Linlithgow Rugby Club’s Mains Park ground didn’t have any water efficiency devices on-site but match days saw showers, and toilet areas used by the teams and club officials. The club also held community outreach activities too, which meant more water use at the site at other times.
After entering a water efficiency competition for sports organisations in Scotland, run by water retailer Water Plus, a range of water efficiency devices were supplied and installed after the club’s winning entry.
And sports clubs now have the chance to win more water-saving devices – in a competition currently being run by Water Plus. Clubs need to send in 150 words, or less. For more details, see the Water Plus website here.
Rugby club converts savings
Water-saving devices installed included flow controllers, water efficient taps and showerheads. The result: flow rates dropped significantly for showers and taps at the club, including from 10 litres a minute for cold and 9 litres a minute hot water in the men’s shower room to 6 litres a minute for both. Push taps and aerators also cut water use in other places from 20 litres a minute for cold water to 4 litres a minute.
Linlithgow Rugby Club said it has now seen its usual water use drop by around 36% – cutting up to 600 litres on peak use days from 1.7 cubic metres of water a day to 1.08 cubic metres of water a day, as the club moved back into more normal operations and activities.
Speaking this month, Ken Richardson, Secretary of Linlithgow Rugby Club, said: “A big part of the Vision for the club, that we’ve set out, is installing more resource-efficient utilities in and around the club – so adding water efficiency devices has really helped us towards our goal. There has been a noticeable reduction in water use for the showers and tap areas, with these adding up to savings on water costs – which will allow us to use the funds we would have spent on water bills to invest in the club and our facilities.
“It’s definitely making a difference to ongoing running costs, as less mains water is needed for the showers, taps and urinals as we’ve made all of those more efficient. The management committee is also more aware of the water we use and where we use it – and we’re looking at how we could recycle more water for different uses at the club too.”
“The support – and water saving advice from Water Plus – has been really helpful, particularly having the water-saving devices installed quickly, efficiently and safely at the club,” Ken added.
The club is now monitoring their water use more regularly to spot issues early and see where other steps can be taken to increase water efficiency.
Ken said: “We track our water use as we know it’s important to spot opportunities and issues early – and so we can reduce waste and decrease how much carbon emissions we’re creating – and see where we can avoid this too. It also helps us for budgeting and planning for the future too.”

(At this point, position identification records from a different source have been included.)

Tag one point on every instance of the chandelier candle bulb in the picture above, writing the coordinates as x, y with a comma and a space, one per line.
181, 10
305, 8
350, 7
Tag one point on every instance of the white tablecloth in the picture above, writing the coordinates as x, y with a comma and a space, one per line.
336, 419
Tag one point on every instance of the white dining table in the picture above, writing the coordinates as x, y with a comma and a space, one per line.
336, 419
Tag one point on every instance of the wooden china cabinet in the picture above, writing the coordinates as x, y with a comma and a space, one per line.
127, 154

Scott MacIndeor, Head of Advanced Services at Water Plus, said: “Even small steps make a big difference when it comes to cutting water waste and identifying weak points on your site water pipes and leaks – along with other opportunities to save on running costs.

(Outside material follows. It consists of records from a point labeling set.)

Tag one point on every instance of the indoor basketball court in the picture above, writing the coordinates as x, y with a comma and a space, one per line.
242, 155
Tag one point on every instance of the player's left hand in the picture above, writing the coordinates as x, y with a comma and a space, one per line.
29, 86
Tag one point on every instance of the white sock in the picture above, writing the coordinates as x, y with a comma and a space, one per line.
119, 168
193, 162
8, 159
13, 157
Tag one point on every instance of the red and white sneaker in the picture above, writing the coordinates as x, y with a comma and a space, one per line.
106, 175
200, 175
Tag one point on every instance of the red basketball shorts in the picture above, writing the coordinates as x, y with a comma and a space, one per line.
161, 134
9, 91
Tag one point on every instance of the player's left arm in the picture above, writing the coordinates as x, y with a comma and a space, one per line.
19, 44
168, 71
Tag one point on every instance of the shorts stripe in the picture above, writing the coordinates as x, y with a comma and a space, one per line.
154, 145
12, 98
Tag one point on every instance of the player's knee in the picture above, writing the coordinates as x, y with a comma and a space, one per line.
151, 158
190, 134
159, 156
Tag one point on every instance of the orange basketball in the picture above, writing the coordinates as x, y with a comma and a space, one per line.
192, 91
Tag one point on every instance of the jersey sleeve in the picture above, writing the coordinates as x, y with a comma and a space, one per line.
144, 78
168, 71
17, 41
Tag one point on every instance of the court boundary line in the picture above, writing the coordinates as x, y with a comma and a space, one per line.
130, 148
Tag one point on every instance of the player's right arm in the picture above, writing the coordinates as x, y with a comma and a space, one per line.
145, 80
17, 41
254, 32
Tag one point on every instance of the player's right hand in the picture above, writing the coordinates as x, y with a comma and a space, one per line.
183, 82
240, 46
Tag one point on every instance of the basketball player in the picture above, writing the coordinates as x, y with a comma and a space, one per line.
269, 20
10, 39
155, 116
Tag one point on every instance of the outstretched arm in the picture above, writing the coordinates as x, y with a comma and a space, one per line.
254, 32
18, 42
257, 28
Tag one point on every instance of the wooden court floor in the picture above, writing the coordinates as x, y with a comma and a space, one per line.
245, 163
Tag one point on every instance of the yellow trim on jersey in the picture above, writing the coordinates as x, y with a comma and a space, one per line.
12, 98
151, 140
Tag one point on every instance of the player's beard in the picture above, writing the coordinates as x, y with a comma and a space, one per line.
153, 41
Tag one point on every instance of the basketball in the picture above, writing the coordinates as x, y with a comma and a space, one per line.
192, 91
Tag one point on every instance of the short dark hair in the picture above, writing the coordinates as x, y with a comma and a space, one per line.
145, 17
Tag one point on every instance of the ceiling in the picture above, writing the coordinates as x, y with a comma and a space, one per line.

“Looking closer at your water use at your site and your consumption data is worth the time to help lower the amount you’re spending on water, cut energy use and contribute to your sustainability and net-zero targets.
“Many do not realise that small, slow-seeping leaks can add up quickly on your operating costs. Our work with this sports club also helped identify a trickling leak that was losing 12 litres an hour of water. These can be on the everyday items in a building like taps, toilets or showers.”

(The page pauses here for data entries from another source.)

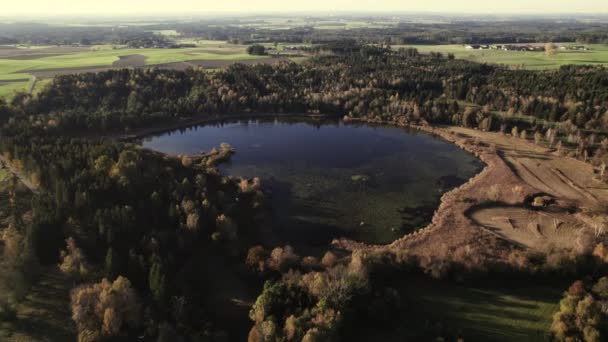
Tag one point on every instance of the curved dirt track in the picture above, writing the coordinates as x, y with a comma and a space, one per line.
468, 225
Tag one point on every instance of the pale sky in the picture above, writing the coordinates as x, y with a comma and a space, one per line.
143, 7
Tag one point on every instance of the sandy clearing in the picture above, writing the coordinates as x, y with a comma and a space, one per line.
464, 224
528, 228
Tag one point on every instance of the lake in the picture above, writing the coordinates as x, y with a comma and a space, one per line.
327, 180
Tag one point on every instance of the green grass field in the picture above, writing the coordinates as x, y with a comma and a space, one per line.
516, 311
597, 55
17, 70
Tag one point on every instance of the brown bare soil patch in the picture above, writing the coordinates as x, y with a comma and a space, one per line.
487, 217
536, 229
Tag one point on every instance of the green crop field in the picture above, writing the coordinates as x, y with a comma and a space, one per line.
597, 55
17, 71
489, 312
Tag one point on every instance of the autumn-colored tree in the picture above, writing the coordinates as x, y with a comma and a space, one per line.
105, 309
550, 49
73, 261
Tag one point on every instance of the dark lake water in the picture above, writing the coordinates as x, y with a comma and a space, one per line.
329, 180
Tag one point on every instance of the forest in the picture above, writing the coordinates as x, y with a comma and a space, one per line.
128, 225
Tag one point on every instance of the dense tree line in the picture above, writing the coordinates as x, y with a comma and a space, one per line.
368, 81
111, 209
127, 212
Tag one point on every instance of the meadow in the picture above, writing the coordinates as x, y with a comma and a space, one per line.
597, 55
16, 69
516, 311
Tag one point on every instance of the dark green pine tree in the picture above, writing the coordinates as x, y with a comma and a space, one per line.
157, 281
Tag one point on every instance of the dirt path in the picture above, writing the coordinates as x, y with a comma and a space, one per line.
22, 177
466, 225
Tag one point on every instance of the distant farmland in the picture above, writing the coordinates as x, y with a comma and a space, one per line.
19, 64
597, 55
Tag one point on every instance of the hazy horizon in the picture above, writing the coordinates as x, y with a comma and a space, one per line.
92, 8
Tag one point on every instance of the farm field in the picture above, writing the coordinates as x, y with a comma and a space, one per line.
18, 64
497, 312
597, 55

Scott continued: “Underground leaks on-site can even stop water flowing at a site and can also cost thousands of pounds if they’re not found and repaired.
“So, it’s important for all organisations – large and small – to regularly check your water use – at least once a month, if your water meter is safe to access. You can see any unexpected jumps in consumption that can indicate a leak on-site and have a recent meter reading to hand if you need to update a bill based on estimated use.”
The club, in Linlithgow, West Lothian, in Scotland, also installed a biomass boiler in 2013, to provide heat and hot water, and a solar power demonstrator scheme (in partnership with Linlithgow Community Development Trust) to offset their power base load.
If your sports club or organisation wants to explore the benefits and savings available to reduce running costs, email [email protected] and include the subject heading “Saving water for sport”.
Additional note: Water-saving devices, including tap aerators, were installed on 26th November 2020 at Linlithgow Rugby Club – and water efficient showerheads and flush controllers were put in during February and March 2021, during refurbishment of the shower rooms and facilities at the club. The water-saving data mentioned was provided in July 2022.